The derivatives are:

${\partial z \over \partial x} = 3 x^2 - 6 y$

${\partial z \over \partial y} = 3 y^2 - 6 x$

Set the pair to $0$ to find the two (real) solutions: $(2,2)$ and $(0,0)$.

Take the second derivatives evaluated at those points to find a minimum at $(2,2)$ and saddle at $(0,0)$, as seen in the figure.

${\partial^2 z \over \partial x^2} = 6 x$

${\partial^2 z \over \partial y^2} = 6 y$

Answer 2

FOC: solve $\frac{\partial z}{\partial x}=\frac{\partial z}{\partial y}=0$ to find the critical points $(0,0)$ and $(2,2)$.

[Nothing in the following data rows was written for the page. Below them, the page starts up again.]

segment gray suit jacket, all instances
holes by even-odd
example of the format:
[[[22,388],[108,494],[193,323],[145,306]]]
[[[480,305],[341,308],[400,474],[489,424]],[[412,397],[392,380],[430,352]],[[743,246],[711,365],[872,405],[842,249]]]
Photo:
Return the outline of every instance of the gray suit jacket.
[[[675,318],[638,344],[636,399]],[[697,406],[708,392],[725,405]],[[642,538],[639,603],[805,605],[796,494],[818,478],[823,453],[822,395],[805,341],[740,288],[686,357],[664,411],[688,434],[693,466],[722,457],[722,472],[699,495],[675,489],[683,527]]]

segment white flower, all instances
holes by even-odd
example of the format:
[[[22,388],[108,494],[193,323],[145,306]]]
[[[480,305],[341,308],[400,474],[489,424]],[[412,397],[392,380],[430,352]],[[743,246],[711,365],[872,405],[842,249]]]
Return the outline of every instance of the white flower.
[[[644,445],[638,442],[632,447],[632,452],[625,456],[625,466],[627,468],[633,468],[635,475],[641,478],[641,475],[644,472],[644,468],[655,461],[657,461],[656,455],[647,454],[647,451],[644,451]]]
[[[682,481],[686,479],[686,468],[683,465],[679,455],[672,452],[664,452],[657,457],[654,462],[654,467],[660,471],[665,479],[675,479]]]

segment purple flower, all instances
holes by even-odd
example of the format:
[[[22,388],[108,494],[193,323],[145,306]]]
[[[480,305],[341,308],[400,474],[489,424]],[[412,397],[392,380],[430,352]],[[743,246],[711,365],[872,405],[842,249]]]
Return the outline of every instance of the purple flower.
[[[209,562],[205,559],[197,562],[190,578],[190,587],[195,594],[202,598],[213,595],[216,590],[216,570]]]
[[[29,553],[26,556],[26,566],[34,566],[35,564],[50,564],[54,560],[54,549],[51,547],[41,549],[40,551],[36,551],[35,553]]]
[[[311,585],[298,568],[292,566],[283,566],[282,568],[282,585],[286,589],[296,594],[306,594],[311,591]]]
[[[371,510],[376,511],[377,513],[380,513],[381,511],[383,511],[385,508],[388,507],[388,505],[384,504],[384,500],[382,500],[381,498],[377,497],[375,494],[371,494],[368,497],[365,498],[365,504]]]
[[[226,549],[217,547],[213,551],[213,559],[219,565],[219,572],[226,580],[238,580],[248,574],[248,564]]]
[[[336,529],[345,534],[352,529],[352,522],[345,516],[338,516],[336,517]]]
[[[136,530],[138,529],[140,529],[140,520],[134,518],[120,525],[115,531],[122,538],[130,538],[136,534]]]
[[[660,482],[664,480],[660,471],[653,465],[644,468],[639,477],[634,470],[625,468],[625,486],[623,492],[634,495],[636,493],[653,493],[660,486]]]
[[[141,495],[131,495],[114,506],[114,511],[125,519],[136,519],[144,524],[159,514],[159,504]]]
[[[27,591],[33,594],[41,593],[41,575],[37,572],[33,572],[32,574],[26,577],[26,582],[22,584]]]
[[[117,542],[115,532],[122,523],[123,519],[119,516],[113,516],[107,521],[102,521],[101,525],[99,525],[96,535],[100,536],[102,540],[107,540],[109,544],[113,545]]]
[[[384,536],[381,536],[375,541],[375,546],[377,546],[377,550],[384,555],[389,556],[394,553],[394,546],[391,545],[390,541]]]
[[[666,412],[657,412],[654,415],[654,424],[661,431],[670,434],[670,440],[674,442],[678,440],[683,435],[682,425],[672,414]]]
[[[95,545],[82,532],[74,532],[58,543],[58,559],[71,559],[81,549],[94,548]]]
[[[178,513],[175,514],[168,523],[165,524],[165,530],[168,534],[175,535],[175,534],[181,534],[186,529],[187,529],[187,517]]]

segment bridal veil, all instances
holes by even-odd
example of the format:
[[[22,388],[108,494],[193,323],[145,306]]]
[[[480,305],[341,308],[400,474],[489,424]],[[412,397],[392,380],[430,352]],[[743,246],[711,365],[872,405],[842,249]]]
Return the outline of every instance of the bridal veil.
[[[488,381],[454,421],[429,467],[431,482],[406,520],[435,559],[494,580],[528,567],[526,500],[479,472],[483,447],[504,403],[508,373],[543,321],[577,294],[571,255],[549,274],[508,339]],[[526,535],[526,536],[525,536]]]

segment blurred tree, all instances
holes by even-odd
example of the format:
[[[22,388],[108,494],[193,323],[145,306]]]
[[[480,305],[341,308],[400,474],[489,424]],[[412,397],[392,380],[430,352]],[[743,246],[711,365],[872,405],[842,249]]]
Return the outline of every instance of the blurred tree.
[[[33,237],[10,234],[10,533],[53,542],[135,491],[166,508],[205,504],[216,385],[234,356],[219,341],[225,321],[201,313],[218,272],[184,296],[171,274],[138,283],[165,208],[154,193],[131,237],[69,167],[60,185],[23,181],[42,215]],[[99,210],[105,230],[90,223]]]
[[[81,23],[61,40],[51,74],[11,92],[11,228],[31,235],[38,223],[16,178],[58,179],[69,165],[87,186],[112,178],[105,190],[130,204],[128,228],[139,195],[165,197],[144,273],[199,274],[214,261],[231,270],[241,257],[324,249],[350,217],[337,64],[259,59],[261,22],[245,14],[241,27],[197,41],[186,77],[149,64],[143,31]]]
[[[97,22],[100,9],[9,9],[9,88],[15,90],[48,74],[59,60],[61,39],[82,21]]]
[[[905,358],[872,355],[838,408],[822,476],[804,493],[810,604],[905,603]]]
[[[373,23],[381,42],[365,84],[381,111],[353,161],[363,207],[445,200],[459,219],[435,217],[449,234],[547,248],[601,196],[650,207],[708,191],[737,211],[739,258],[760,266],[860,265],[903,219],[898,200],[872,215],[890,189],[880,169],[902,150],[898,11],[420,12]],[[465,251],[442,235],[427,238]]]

SOC: $z_{xx}=6x, z_{yy}=6y,\Delta=z_{xx}z_{yy}-z_{xy}^2=36xy-36$: $$\text{at} \ (0,0): \ \ z_{xx}=0, z_{yy}=0,\Delta=-36<0 \Rightarrow \text{saddle};\\ \text{at} \ (2,2): \ \ z_{xx}=12>0, z_{yy}=12>0,\Delta=108>0 \Rightarrow \text{min}.$$